Where do I start…
“I’m a white belt when it comes to X, Y & Z” is a common phrase to hear on the Jiu Jitsu mats. Even if you are talking about something like say, knitting.
It’s rather strange thing when you think about it – when this phrase is uttered around the company of Jiu Jitsu practitioners, they will generally reference the societal microcosm of the Jiu Jitsu mats and understand your relative level of ability, regardless of the activity.
In any new skill based endeavour you undertake, an interesting phenomenon occurs. The more you learn about something, the more you learn about how much you don’t know, eventually.
Who’s a know it all?
What if I told you that some people of low abilities can overestimate their competence as superior in relation to others? I’m sure this doesn’t surprise you and perhaps you have met people like this before, or perhaps you have been one of these people.

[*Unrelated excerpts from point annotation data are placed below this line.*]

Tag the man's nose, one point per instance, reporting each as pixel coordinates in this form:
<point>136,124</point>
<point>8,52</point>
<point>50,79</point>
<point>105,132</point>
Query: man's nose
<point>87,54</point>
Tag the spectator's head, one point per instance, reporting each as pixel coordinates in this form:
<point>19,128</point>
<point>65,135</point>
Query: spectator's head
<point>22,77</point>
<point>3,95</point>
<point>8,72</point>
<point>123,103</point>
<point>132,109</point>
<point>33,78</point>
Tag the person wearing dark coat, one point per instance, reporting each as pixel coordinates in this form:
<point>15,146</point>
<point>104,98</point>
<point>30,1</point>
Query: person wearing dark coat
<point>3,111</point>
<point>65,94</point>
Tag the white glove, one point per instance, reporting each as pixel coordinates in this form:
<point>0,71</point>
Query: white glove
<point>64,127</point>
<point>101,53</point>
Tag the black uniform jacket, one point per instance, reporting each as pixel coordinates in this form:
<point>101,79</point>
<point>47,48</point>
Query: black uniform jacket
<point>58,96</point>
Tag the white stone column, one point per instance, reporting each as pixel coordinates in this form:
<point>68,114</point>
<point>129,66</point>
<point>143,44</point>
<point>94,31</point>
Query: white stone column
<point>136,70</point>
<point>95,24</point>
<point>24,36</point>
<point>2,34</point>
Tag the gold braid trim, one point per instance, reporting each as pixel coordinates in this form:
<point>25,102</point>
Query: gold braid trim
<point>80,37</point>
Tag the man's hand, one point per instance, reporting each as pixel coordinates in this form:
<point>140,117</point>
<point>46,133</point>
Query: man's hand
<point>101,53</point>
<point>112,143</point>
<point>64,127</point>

In the field of psychology, through the studies of David Dunning and Justin Kruger. They came to terms with the cognitive bias that manifests in relatively unskilled people as an illusory perception of skill in relation to others. What this translates to really is ‘the ignorance of ignorance’. This can be true to some degree in Jiu Jitsu, for a short period of time but at the end of the day. The mat doesn’t lie…
Your skill or lack thereof can’t be hidden from you in training. You spar with people who can provide 100% resistance to you whilst mostly avoiding injury to you or them. This is one of the most beautiful and extremely humbling thing about Jiu Jitsu, you get to see what you’re made of. I, and I’m sure that there are many others who think the same believe that it is one of the most honest forms of expressions.

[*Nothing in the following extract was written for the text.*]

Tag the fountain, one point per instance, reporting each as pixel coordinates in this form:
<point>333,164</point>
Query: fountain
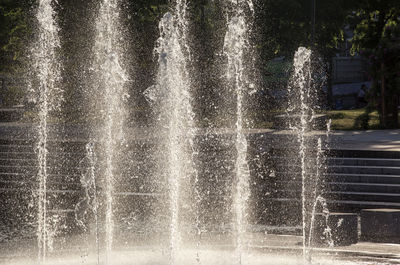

When you begin to feel a sense of competence, that can all comes crashing down the moment you have to roll with a higher belt. It also gives you a great perspective on the levels of ability in the art that can translate to any domain.
In Jiu Jitsu there are five belts. White, Blue, Purple Brown & Black. The average amount of time spent traversing through the belts is twelve years. When you think about it there are very few disciplines that require an average of twelve years to reach the highest echelon of recognised competency.

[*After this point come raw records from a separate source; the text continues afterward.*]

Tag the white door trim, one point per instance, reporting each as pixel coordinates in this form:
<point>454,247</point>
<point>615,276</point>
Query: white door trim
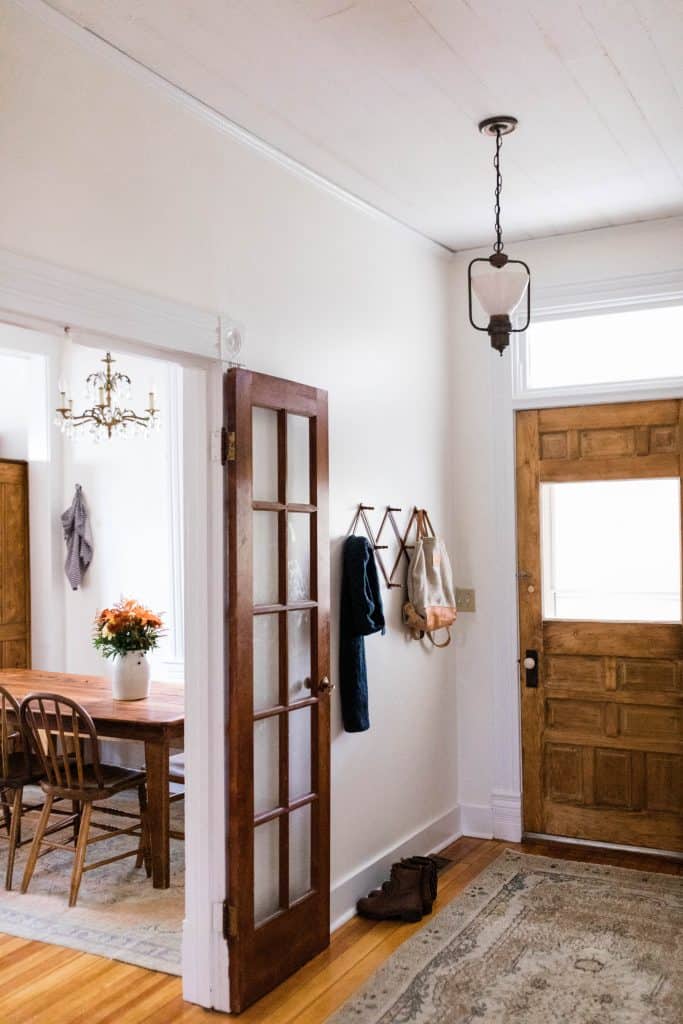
<point>46,297</point>
<point>506,397</point>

The perspective this give to you on ability and learning is really invaluable for understanding the respect you must give any given task on the path to mastery.
I find that this humility can be a great catalyst for finding the motivation to continue in your pursuits no matter how difficult they may seem. Everyone starts out as a white belt, and everyone can make it to black belt, all you have to do is keep turning up ,regardless of your current ability.
It is an almost cliche thing to say but in the pits of despair at how high of a mountain you may have to climb to achieve your desired goal, understanding the levels to each game and being able to reference them to an activity such as Jiu Jitsu where the feedback of your progress is near instantaneous, this can provide great solace.
There is great solace to be found in Jiu Jitsu and the perspective it gives you on learning where you can honestly tell yourself, just keep on keeping on and you will get there, as many have before and many will to come.